101 Uses for Content Mining — between the list in the post and the comments from readers, it’s a good introduction to some of the value to be obtained from full-text structured and unstructured access to scientific research publications.
Everything is Broken (Quinn Norton) — Computers have gotten incredibly complex, while people have remained the same gray mud with pretensions of Godhood. Today’s required read, because everything is broken and it’s the defining characteristic of this age of software. We have built computers in our image: our cancerous STD-addled diabetic alcoholic lead-sniffing telomere-decaying bacteria- and virus-addled image.
Ford Invites Open-Source Community to Tinker Away — One example: Nelson has re-tasked the motor from a Microsoft Xbox 360 game controller to create an OpenXC shift knob that vibrates to signal gear shifts in a standard-transmission Mustang. The 3D-printed prototype shift knob uses Ford’s OpenXC research platform to link devices to the car via Bluetooth, and shares vehicle data from the on-board diagnostics port. Nelson has tested his prototype in a Ford Mustang Shelby GT500 that vibrates at the optimal time to shift.
Cost-Efficient Continuous Integration at Mozilla — CI on a big project can imply hundreds if not thousands of VMs on Amazon spinning up to handle compiles and tests. This blog post talks about Mozilla’s efforts to reduce its CI-induced spend without reducing the effectiveness of its CI practices.

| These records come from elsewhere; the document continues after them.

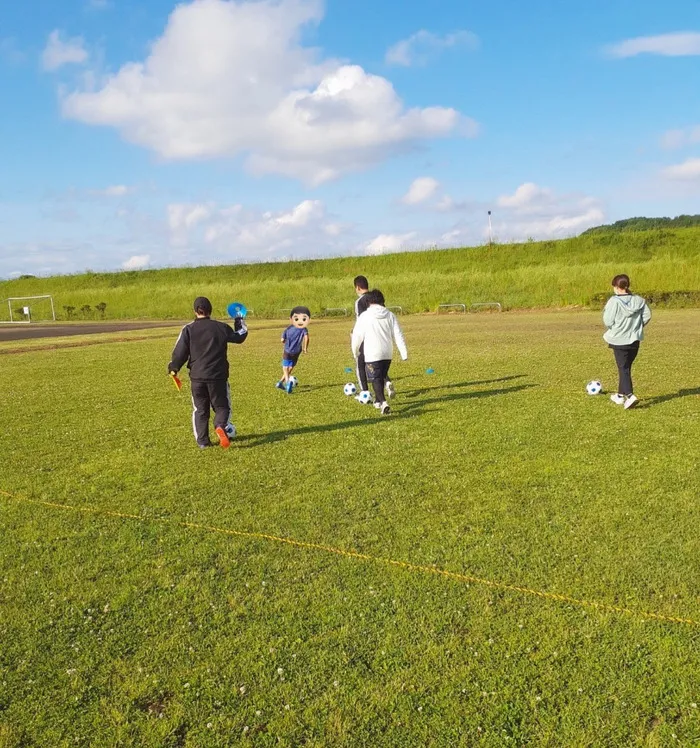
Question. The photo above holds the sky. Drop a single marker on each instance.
(136, 135)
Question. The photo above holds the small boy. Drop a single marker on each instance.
(376, 329)
(202, 344)
(296, 341)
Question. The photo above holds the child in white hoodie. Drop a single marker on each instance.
(625, 315)
(377, 328)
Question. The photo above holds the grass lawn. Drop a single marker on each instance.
(152, 630)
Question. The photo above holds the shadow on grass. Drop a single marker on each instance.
(671, 396)
(423, 390)
(257, 440)
(410, 410)
(468, 396)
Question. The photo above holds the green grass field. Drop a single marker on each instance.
(664, 265)
(131, 614)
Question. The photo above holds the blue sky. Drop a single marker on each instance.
(149, 134)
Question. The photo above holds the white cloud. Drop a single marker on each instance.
(229, 77)
(679, 44)
(539, 212)
(527, 198)
(58, 53)
(137, 262)
(182, 217)
(418, 48)
(237, 232)
(688, 171)
(674, 139)
(421, 190)
(114, 190)
(385, 243)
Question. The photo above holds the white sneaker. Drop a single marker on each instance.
(631, 401)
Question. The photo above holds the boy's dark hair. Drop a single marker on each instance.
(202, 305)
(301, 310)
(375, 296)
(621, 281)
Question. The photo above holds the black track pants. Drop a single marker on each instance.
(378, 373)
(361, 373)
(214, 394)
(624, 358)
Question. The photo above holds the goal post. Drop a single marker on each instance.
(28, 309)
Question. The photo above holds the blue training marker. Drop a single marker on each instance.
(236, 309)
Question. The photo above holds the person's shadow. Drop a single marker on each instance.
(401, 412)
(423, 390)
(671, 396)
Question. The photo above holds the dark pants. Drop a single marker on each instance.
(378, 373)
(361, 373)
(624, 358)
(206, 394)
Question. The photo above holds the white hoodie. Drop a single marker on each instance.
(375, 328)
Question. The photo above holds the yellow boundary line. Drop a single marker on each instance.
(602, 607)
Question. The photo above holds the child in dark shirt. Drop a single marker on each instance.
(296, 341)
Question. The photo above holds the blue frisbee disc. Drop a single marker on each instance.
(236, 310)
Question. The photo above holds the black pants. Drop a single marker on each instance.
(378, 373)
(206, 394)
(361, 372)
(624, 358)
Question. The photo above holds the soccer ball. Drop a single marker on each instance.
(594, 387)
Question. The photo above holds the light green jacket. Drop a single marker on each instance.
(625, 317)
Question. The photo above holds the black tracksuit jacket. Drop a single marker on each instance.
(202, 345)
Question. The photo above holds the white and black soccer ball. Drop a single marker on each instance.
(594, 387)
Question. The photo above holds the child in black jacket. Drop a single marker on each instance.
(202, 344)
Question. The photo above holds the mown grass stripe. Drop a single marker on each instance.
(418, 568)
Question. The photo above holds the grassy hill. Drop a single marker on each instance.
(664, 266)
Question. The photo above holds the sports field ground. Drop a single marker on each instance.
(504, 560)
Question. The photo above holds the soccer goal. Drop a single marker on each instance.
(486, 305)
(452, 308)
(27, 309)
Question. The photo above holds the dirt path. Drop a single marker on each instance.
(26, 332)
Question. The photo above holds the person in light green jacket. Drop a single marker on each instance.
(625, 315)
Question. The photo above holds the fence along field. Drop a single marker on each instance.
(664, 266)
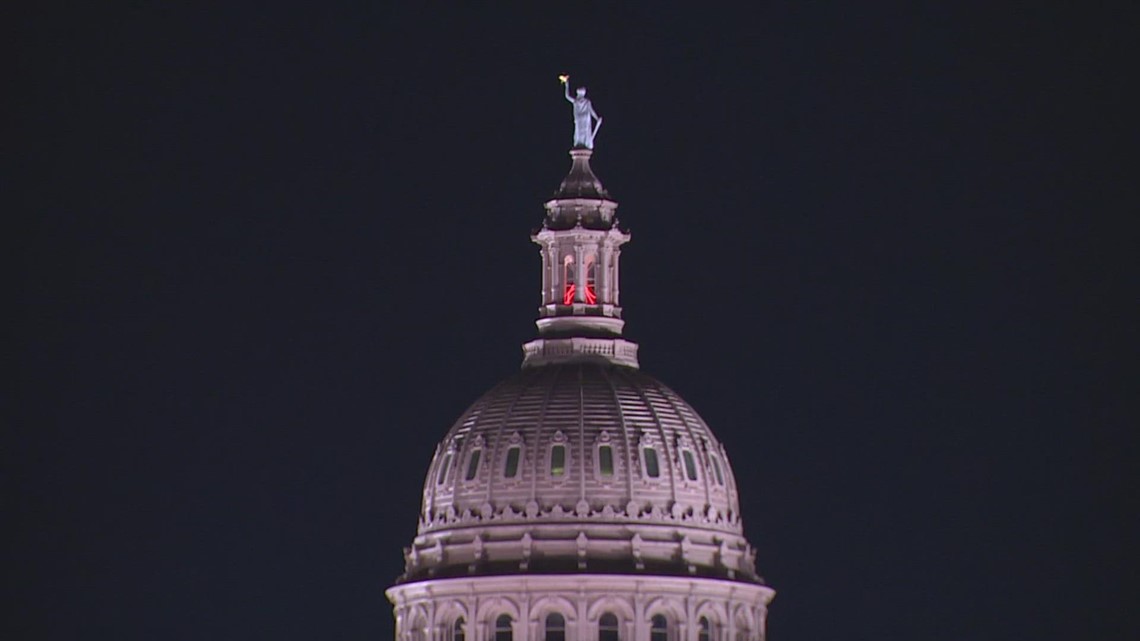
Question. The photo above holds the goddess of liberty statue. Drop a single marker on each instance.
(583, 111)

Understanding Understanding Source Code with Functional Magnetic Resonance Imaging (PDF) — we observed 17 participants inside an fMRI scanner while they were comprehending short source-code snippets, which we contrasted with locating syntax error. We found a clear, distinct activation pattern of five brain regions, which are related to working memory, attention, and language processing. I’m wary of fMRI studies but welcome more studies that try to identify what we do when we code. (Or, in this case, identify syntax errors—if they wanted to observe real programming, they’d watch subjects creating syntax errors) (via Slashdot)
Oobleck Security (O’Reilly Radar) — if you missed or skimmed this, go back and reread it. The future will be defined by the objects that turn on us. 50s scifi was so close but instead of human-shaped positronic robots, it’ll be our cars, HVAC systems, light bulbs, and TVs. Reminds me of the excellent Old Paint by Megan Lindholm.
Most Winning A/B Test Results are Illusory (PDF) — Statisticians have known for almost a hundred years how to ensure that experimenters don’t get misled by their experiments [...] I’ll show how these methods ensure equally robust results when applied to A/B testing.
tooldiag — a collection of methods for statistical pattern recognition. Implemented in C.
Hacking MicroSD Cards (Bunnie Huang) — In my explorations of the electronics markets in China, I’ve seen shop keepers burning firmware on cards that “expand” the capacity of the card — in other words, they load a firmware that reports the capacity of a card is much larger than the actual available storage. The fact that this is possible at the point of sale means that most likely, the update mechanism is not secured. MicroSD cards come with embedded microcontrollers whose firmware can be exploited.
30c3 — recordings from the 30th Chaos Communication Congress.
Reform Government Surveillance — hard not to view this as a demarcation dispute. “Ruthlessly collecting every detail of online behaviour is something we do clandestinely for advertising purposes, it shouldn’t be corrupted because of your obsession over national security!”
BayesDB — lets users query the probable implications of their data as easily as a SQL database lets them query the data itself. Using the built-in Bayesian Query Language (BQL), users with no statistics training can solve basic data science problems, such as detecting predictive relationships between variables, inferring missing values, simulating probable observations, and identifying statistically similar database entries.Open source.